In a conventional corneal transplant procedure, the entire thickness of the cornea is replaced. In DMEK procedures, however, only the innermost corneal layers are replaced. By grafting a thinner cornea transplant, the patient’s cornea remains closer to its original condition, resulting in a quicker recovery. Because a thinner cornea graft is used, light is less distorted as it comes through the cornea.

Most patients who are candidates for the less-invasive DMEK procedure suffer from Fuch’s dystrophy. Though the condition rarely affects individuals under the age of 50, it’s estimated that one in every 2,000 people may be living with the condition.

“One of the first indicators that Fuch’s dystrophy is advancing is cloudy vision when you first wake up,” said Fraunfelder, who serves as the chair of the Department of Ophthalmology at the MU School of Medicine and medical director of MU Health Care’s Mason Eye Institute. “When your eyes are closed, the moisture in the cornea doesn’t evaporate. This generally starts to clear up as the day goes on, but if left untreated, the condition can eventually cause blindness.”

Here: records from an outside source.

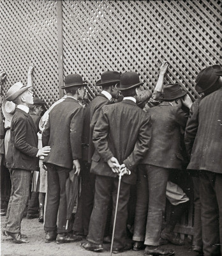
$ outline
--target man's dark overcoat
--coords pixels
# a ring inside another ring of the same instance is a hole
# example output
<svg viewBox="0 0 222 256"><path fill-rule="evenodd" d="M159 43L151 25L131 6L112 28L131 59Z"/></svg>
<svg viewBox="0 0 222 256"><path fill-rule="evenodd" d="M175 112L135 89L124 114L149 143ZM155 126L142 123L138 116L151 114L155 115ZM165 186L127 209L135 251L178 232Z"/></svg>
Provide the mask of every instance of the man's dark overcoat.
<svg viewBox="0 0 222 256"><path fill-rule="evenodd" d="M83 111L78 101L69 97L50 111L42 144L50 146L51 151L44 163L72 169L73 160L81 158Z"/></svg>
<svg viewBox="0 0 222 256"><path fill-rule="evenodd" d="M185 129L188 115L169 102L152 108L149 113L152 130L151 150L142 164L181 170L183 157L181 127Z"/></svg>
<svg viewBox="0 0 222 256"><path fill-rule="evenodd" d="M37 170L37 132L32 118L23 110L17 108L11 124L6 156L7 167L29 171Z"/></svg>
<svg viewBox="0 0 222 256"><path fill-rule="evenodd" d="M94 152L93 143L94 127L99 117L101 108L104 105L110 104L110 100L101 93L98 94L89 104L84 111L82 131L82 159L91 163L92 156Z"/></svg>
<svg viewBox="0 0 222 256"><path fill-rule="evenodd" d="M115 177L107 161L112 156L131 171L122 180L135 184L135 167L149 150L151 139L149 115L132 100L124 100L101 108L93 132L96 151L92 158L91 172Z"/></svg>
<svg viewBox="0 0 222 256"><path fill-rule="evenodd" d="M222 88L203 99L189 119L185 145L189 170L222 173Z"/></svg>

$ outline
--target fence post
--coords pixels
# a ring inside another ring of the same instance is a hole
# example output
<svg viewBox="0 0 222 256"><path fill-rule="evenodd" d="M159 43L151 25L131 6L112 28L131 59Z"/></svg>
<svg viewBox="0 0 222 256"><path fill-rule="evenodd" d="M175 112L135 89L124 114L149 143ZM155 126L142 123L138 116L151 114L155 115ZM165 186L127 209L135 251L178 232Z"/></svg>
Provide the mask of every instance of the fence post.
<svg viewBox="0 0 222 256"><path fill-rule="evenodd" d="M63 95L63 90L61 88L63 86L63 1L57 0L57 23L58 35L58 73L59 96L61 98Z"/></svg>

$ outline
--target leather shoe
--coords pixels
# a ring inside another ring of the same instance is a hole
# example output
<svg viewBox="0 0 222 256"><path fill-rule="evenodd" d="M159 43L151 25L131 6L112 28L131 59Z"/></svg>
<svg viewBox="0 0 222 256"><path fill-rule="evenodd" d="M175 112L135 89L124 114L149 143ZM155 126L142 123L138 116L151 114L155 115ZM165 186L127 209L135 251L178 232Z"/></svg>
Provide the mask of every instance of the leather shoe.
<svg viewBox="0 0 222 256"><path fill-rule="evenodd" d="M132 244L126 244L124 247L113 249L112 252L114 253L119 253L121 252L125 252L125 251L129 251L132 248L133 248Z"/></svg>
<svg viewBox="0 0 222 256"><path fill-rule="evenodd" d="M105 244L110 244L111 243L111 237L110 236L105 236L103 239L103 243Z"/></svg>
<svg viewBox="0 0 222 256"><path fill-rule="evenodd" d="M58 234L56 237L56 243L63 244L64 243L72 243L81 241L82 237L80 236L73 236L70 233L61 233Z"/></svg>
<svg viewBox="0 0 222 256"><path fill-rule="evenodd" d="M22 244L29 243L29 241L27 239L27 236L22 236L21 233L11 233L6 231L6 234L10 236L13 239L13 241L17 244Z"/></svg>
<svg viewBox="0 0 222 256"><path fill-rule="evenodd" d="M145 248L144 242L135 242L133 244L133 251L140 251Z"/></svg>
<svg viewBox="0 0 222 256"><path fill-rule="evenodd" d="M184 241L177 237L174 232L168 233L165 232L164 230L160 234L161 238L164 240L167 240L170 243L175 245L184 245Z"/></svg>
<svg viewBox="0 0 222 256"><path fill-rule="evenodd" d="M38 218L38 213L33 214L30 214L27 213L26 214L27 219L37 219Z"/></svg>
<svg viewBox="0 0 222 256"><path fill-rule="evenodd" d="M50 243L52 241L56 240L57 233L55 230L47 231L45 236L45 243Z"/></svg>
<svg viewBox="0 0 222 256"><path fill-rule="evenodd" d="M82 243L81 246L88 251L101 252L103 250L102 244L96 244L91 242Z"/></svg>
<svg viewBox="0 0 222 256"><path fill-rule="evenodd" d="M174 251L171 249L166 249L161 248L159 246L154 246L147 245L145 248L144 255L165 255L169 256L173 255Z"/></svg>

Other symptoms of Fuch’s dystrophy include:

  • Eye pain
  • Eye sensitivity to light and glare
  • Seeing colored halos around lights
  • Worsening vision throughout the day

Minor had the procedure done in her left eye, which has been her weaker eye. Minor expects to undergo a DMEK transplant procedure in her right eye later this year.

“My eyesight has improved greatly, and I’m looking forward to having the procedure done in my right eye,” Minor said. “My vision has gotten stronger each day, and I’m confident that I will be able to read again and see my grandchildren play ball.”